Now I can't access the admin interface, because the password
isn't set. (It isn't reading the stored password.)



Stefan Scholl <ste...@no-spoon.de> wrote:
> OK, it was Rocket.
> 
> Tested it with the old web2py and Tornado 1.2.1 via anyserver.py
> and the download is OK.
> 
> 
> Stefan Scholl <stefan.sch...@gmail.com> wrote:
>> The higher value for chunk_size didn't work with a 33 MiB file. Even
>> in Firefox 4.
>> So I tried 1.96.4 (Rocket 1.2.2) on Windows XP.
>> 
>> Made a new and simple app (dtest).
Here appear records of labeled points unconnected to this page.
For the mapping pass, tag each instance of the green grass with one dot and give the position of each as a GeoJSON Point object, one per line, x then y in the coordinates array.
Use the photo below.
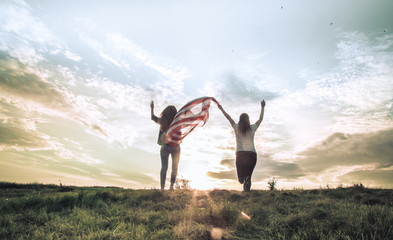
{"type": "Point", "coordinates": [35, 211]}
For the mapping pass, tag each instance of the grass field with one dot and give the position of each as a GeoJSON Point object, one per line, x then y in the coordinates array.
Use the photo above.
{"type": "Point", "coordinates": [35, 211]}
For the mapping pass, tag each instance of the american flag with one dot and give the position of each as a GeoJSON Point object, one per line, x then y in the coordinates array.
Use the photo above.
{"type": "Point", "coordinates": [193, 114]}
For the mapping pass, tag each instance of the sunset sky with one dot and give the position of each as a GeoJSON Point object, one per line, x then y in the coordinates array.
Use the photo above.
{"type": "Point", "coordinates": [77, 77]}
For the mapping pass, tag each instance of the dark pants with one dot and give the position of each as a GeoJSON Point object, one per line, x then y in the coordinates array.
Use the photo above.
{"type": "Point", "coordinates": [245, 164]}
{"type": "Point", "coordinates": [174, 151]}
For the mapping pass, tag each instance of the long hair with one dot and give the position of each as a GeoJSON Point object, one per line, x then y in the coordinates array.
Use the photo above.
{"type": "Point", "coordinates": [244, 123]}
{"type": "Point", "coordinates": [167, 116]}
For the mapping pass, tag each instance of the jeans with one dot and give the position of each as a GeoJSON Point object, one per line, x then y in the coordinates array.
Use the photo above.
{"type": "Point", "coordinates": [245, 164]}
{"type": "Point", "coordinates": [174, 151]}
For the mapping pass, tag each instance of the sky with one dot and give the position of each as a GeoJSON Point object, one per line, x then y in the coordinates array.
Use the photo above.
{"type": "Point", "coordinates": [77, 78]}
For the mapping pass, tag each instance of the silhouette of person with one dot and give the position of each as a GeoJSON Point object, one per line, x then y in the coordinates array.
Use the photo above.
{"type": "Point", "coordinates": [165, 121]}
{"type": "Point", "coordinates": [246, 156]}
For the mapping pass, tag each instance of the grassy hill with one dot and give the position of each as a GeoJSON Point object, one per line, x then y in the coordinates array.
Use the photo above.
{"type": "Point", "coordinates": [35, 211]}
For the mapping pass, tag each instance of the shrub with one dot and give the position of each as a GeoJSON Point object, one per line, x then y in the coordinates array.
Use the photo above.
{"type": "Point", "coordinates": [272, 183]}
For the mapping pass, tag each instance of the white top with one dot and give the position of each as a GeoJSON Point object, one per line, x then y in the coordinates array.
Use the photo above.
{"type": "Point", "coordinates": [245, 142]}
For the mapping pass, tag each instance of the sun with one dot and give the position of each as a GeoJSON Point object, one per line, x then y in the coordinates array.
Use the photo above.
{"type": "Point", "coordinates": [197, 174]}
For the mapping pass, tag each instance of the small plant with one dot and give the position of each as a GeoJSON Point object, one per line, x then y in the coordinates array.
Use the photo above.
{"type": "Point", "coordinates": [272, 183]}
{"type": "Point", "coordinates": [183, 184]}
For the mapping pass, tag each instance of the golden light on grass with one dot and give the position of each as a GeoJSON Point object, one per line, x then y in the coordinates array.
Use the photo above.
{"type": "Point", "coordinates": [216, 233]}
{"type": "Point", "coordinates": [196, 173]}
{"type": "Point", "coordinates": [245, 216]}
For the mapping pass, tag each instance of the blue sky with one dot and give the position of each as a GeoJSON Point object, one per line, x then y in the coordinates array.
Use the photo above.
{"type": "Point", "coordinates": [76, 79]}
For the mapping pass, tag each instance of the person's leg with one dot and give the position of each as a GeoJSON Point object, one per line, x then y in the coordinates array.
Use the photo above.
{"type": "Point", "coordinates": [249, 165]}
{"type": "Point", "coordinates": [247, 184]}
{"type": "Point", "coordinates": [240, 167]}
{"type": "Point", "coordinates": [245, 164]}
{"type": "Point", "coordinates": [175, 153]}
{"type": "Point", "coordinates": [164, 164]}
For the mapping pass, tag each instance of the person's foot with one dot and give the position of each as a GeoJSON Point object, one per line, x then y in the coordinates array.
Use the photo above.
{"type": "Point", "coordinates": [247, 184]}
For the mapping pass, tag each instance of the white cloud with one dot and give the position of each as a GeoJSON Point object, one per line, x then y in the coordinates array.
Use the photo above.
{"type": "Point", "coordinates": [73, 56]}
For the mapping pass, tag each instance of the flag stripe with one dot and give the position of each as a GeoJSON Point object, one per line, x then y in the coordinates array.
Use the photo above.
{"type": "Point", "coordinates": [185, 121]}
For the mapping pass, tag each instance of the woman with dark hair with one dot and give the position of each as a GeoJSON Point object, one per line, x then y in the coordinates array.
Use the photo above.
{"type": "Point", "coordinates": [165, 121]}
{"type": "Point", "coordinates": [246, 156]}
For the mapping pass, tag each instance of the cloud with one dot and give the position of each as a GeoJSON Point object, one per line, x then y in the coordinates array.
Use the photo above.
{"type": "Point", "coordinates": [73, 56]}
{"type": "Point", "coordinates": [350, 149]}
{"type": "Point", "coordinates": [127, 55]}
{"type": "Point", "coordinates": [20, 139]}
{"type": "Point", "coordinates": [16, 19]}
{"type": "Point", "coordinates": [18, 80]}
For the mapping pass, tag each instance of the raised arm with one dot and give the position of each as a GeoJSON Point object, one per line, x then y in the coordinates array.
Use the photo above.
{"type": "Point", "coordinates": [257, 123]}
{"type": "Point", "coordinates": [153, 117]}
{"type": "Point", "coordinates": [226, 115]}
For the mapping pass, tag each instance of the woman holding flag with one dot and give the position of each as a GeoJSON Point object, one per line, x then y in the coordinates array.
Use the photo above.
{"type": "Point", "coordinates": [246, 156]}
{"type": "Point", "coordinates": [165, 121]}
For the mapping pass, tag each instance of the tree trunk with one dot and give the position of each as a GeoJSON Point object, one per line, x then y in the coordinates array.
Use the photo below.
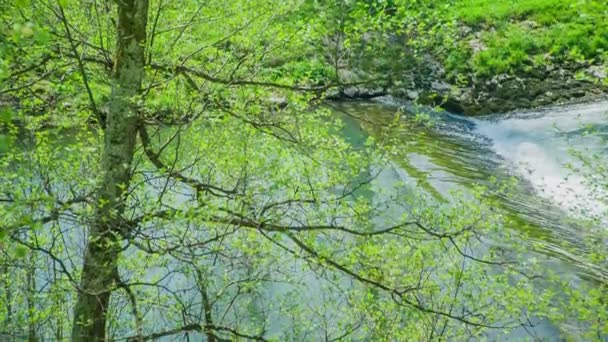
{"type": "Point", "coordinates": [102, 250]}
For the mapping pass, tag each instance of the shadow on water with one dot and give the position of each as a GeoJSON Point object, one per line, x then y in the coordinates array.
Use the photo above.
{"type": "Point", "coordinates": [454, 153]}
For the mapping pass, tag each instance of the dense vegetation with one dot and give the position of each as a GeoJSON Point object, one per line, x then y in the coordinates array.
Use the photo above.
{"type": "Point", "coordinates": [523, 35]}
{"type": "Point", "coordinates": [169, 169]}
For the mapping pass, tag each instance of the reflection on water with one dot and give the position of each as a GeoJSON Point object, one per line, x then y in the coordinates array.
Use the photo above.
{"type": "Point", "coordinates": [456, 152]}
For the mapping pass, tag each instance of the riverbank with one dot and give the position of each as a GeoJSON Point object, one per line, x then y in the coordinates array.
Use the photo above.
{"type": "Point", "coordinates": [484, 56]}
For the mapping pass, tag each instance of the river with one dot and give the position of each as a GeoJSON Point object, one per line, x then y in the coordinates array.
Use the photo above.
{"type": "Point", "coordinates": [443, 152]}
{"type": "Point", "coordinates": [537, 148]}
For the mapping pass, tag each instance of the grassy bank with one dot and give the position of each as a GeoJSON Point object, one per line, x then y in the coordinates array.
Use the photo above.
{"type": "Point", "coordinates": [523, 36]}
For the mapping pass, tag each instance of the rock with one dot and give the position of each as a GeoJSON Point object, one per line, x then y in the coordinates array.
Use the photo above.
{"type": "Point", "coordinates": [597, 71]}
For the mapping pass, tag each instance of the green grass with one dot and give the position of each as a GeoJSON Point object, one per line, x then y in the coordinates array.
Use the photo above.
{"type": "Point", "coordinates": [520, 35]}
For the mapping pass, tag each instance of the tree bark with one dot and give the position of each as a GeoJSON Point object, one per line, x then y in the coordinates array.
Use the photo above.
{"type": "Point", "coordinates": [102, 250]}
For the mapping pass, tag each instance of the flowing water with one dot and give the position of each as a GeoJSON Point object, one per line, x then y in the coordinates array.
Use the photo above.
{"type": "Point", "coordinates": [454, 152]}
{"type": "Point", "coordinates": [534, 147]}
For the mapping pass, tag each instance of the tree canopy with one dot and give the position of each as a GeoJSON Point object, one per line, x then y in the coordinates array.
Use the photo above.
{"type": "Point", "coordinates": [170, 169]}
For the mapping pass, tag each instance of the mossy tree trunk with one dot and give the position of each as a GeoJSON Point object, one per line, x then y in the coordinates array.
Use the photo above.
{"type": "Point", "coordinates": [102, 250]}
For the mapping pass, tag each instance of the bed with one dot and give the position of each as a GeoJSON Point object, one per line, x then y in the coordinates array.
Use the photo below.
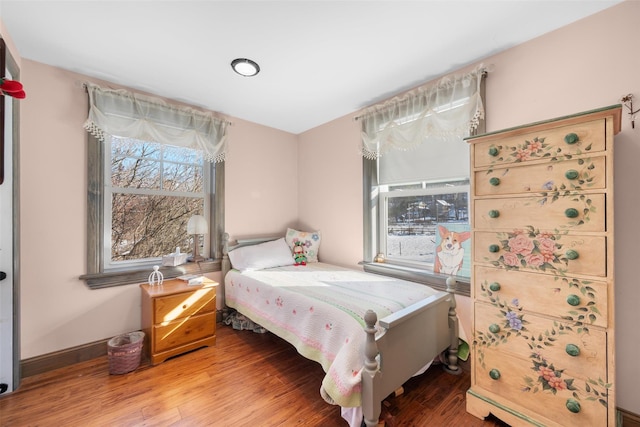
{"type": "Point", "coordinates": [370, 333]}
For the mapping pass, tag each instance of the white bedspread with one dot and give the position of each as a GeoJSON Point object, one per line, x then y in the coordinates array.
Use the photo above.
{"type": "Point", "coordinates": [319, 308]}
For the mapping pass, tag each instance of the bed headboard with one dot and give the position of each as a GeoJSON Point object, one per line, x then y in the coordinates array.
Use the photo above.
{"type": "Point", "coordinates": [230, 245]}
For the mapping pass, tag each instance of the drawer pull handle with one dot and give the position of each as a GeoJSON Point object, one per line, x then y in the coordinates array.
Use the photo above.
{"type": "Point", "coordinates": [572, 350]}
{"type": "Point", "coordinates": [494, 374]}
{"type": "Point", "coordinates": [571, 213]}
{"type": "Point", "coordinates": [573, 405]}
{"type": "Point", "coordinates": [495, 286]}
{"type": "Point", "coordinates": [573, 300]}
{"type": "Point", "coordinates": [571, 138]}
{"type": "Point", "coordinates": [571, 174]}
{"type": "Point", "coordinates": [571, 254]}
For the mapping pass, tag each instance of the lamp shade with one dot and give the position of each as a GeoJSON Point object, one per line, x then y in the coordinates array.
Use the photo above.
{"type": "Point", "coordinates": [197, 225]}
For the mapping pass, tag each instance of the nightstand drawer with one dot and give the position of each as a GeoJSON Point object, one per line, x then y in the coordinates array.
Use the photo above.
{"type": "Point", "coordinates": [571, 175]}
{"type": "Point", "coordinates": [580, 212]}
{"type": "Point", "coordinates": [506, 327]}
{"type": "Point", "coordinates": [177, 306]}
{"type": "Point", "coordinates": [179, 332]}
{"type": "Point", "coordinates": [544, 144]}
{"type": "Point", "coordinates": [527, 249]}
{"type": "Point", "coordinates": [541, 387]}
{"type": "Point", "coordinates": [572, 299]}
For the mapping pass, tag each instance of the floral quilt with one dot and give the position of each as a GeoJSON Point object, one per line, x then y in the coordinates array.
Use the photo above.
{"type": "Point", "coordinates": [319, 308]}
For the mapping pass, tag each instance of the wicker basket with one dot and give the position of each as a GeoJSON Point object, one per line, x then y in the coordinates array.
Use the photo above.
{"type": "Point", "coordinates": [124, 352]}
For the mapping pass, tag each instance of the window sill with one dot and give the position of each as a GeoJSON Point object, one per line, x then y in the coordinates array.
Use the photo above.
{"type": "Point", "coordinates": [129, 277]}
{"type": "Point", "coordinates": [436, 281]}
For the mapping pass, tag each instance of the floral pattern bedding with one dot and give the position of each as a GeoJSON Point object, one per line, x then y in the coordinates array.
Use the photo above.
{"type": "Point", "coordinates": [319, 308]}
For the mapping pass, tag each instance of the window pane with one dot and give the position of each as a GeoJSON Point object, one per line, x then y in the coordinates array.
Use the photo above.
{"type": "Point", "coordinates": [183, 177]}
{"type": "Point", "coordinates": [412, 223]}
{"type": "Point", "coordinates": [145, 226]}
{"type": "Point", "coordinates": [134, 164]}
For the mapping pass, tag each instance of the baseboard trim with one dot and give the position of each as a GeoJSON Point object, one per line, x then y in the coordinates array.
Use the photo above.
{"type": "Point", "coordinates": [63, 358]}
{"type": "Point", "coordinates": [60, 359]}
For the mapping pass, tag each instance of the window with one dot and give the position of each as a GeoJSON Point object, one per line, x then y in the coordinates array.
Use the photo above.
{"type": "Point", "coordinates": [152, 190]}
{"type": "Point", "coordinates": [151, 166]}
{"type": "Point", "coordinates": [411, 214]}
{"type": "Point", "coordinates": [417, 178]}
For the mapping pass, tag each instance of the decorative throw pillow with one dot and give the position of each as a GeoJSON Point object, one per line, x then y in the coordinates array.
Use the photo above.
{"type": "Point", "coordinates": [310, 242]}
{"type": "Point", "coordinates": [270, 254]}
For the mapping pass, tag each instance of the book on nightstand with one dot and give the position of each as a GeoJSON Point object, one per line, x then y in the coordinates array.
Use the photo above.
{"type": "Point", "coordinates": [192, 279]}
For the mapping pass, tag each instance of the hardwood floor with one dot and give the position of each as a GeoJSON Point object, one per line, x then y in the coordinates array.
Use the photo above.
{"type": "Point", "coordinates": [247, 379]}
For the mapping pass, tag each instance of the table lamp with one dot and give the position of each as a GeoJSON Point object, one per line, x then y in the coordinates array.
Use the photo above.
{"type": "Point", "coordinates": [197, 225]}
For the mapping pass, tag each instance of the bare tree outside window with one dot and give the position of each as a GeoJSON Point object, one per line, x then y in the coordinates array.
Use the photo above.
{"type": "Point", "coordinates": [154, 190]}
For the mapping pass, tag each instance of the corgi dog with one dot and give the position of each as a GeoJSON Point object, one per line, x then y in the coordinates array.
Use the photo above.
{"type": "Point", "coordinates": [449, 253]}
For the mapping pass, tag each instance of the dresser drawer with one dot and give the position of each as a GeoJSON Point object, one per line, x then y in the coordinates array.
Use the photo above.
{"type": "Point", "coordinates": [531, 385]}
{"type": "Point", "coordinates": [551, 143]}
{"type": "Point", "coordinates": [527, 249]}
{"type": "Point", "coordinates": [177, 306]}
{"type": "Point", "coordinates": [572, 299]}
{"type": "Point", "coordinates": [168, 335]}
{"type": "Point", "coordinates": [507, 326]}
{"type": "Point", "coordinates": [544, 178]}
{"type": "Point", "coordinates": [580, 212]}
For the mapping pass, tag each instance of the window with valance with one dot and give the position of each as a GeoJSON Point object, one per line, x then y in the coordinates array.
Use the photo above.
{"type": "Point", "coordinates": [416, 171]}
{"type": "Point", "coordinates": [152, 165]}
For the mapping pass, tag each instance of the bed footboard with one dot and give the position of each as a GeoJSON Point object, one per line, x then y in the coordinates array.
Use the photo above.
{"type": "Point", "coordinates": [411, 339]}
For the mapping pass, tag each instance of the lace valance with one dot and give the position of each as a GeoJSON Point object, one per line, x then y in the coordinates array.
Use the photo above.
{"type": "Point", "coordinates": [119, 112]}
{"type": "Point", "coordinates": [451, 108]}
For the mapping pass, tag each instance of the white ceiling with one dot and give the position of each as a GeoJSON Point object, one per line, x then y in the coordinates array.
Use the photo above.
{"type": "Point", "coordinates": [320, 60]}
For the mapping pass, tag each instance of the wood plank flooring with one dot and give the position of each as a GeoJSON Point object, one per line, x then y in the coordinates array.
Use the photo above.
{"type": "Point", "coordinates": [247, 379]}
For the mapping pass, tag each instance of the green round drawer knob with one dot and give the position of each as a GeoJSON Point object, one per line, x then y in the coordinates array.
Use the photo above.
{"type": "Point", "coordinates": [571, 254]}
{"type": "Point", "coordinates": [573, 300]}
{"type": "Point", "coordinates": [494, 374]}
{"type": "Point", "coordinates": [571, 138]}
{"type": "Point", "coordinates": [573, 405]}
{"type": "Point", "coordinates": [571, 213]}
{"type": "Point", "coordinates": [572, 350]}
{"type": "Point", "coordinates": [571, 174]}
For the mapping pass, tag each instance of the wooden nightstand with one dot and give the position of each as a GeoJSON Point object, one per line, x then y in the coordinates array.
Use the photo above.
{"type": "Point", "coordinates": [177, 318]}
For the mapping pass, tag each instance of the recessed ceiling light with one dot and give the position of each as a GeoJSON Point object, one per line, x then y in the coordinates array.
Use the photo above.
{"type": "Point", "coordinates": [245, 67]}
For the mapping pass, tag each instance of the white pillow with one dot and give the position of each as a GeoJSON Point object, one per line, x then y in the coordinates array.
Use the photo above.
{"type": "Point", "coordinates": [275, 253]}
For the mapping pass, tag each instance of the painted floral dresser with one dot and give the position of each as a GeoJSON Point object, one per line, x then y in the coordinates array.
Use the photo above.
{"type": "Point", "coordinates": [542, 282]}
The download there uses
>> "response.download(request,db)" as well.
>> 
>> 1 simple table: db.define_table('stuff', Field('file', 'upload'))
>> 
>> Upload of the 33 MiB file via db admin, content listed on
>> http://127.0.0.1:8001/dtest/default/data/select/stuff (default
>> function "data" with "return dict(form=crud())". Download with
>> Internet Explorer 8 (after removing the tag that switches to "Chrome
>> Frame", to have a realistic test like "normal" users).
>> 
>> Download was broken. A few KiB were missing. This was on localhost.
>> Remote tests have even worse results.
>> 
>> 
>> 
>> On 6 Mai, 17:51, Massimo Di Pierro <massimo.dipie...@gmail.com> wrote:
>>> Can you try 1.95.1
>>>
>>> On May 6, 6:03 am, Stefan Scholl <stefan.sch...@gmail.com> wrote:
>>>
>>>
>>>
>>>
>>>
>>>
>>>
>>> > The classicdownloadfunction:
>>>
>>> > defdownload():
>>> >     return response.download(request, db)
>>>
>>> > I'm developing on localhost (127.0.0.1, no SSL) and one strange thing
>>> > happened: Downloads in IE8 (Windows XP) were all corrupt/broken if
>>> > they weren't below 64KiB in size. Very easy to see with large images.
>>>
>>> > Using a higher value for the argument 'chunk_size' solves this
>>> > problem, up to this new maximum.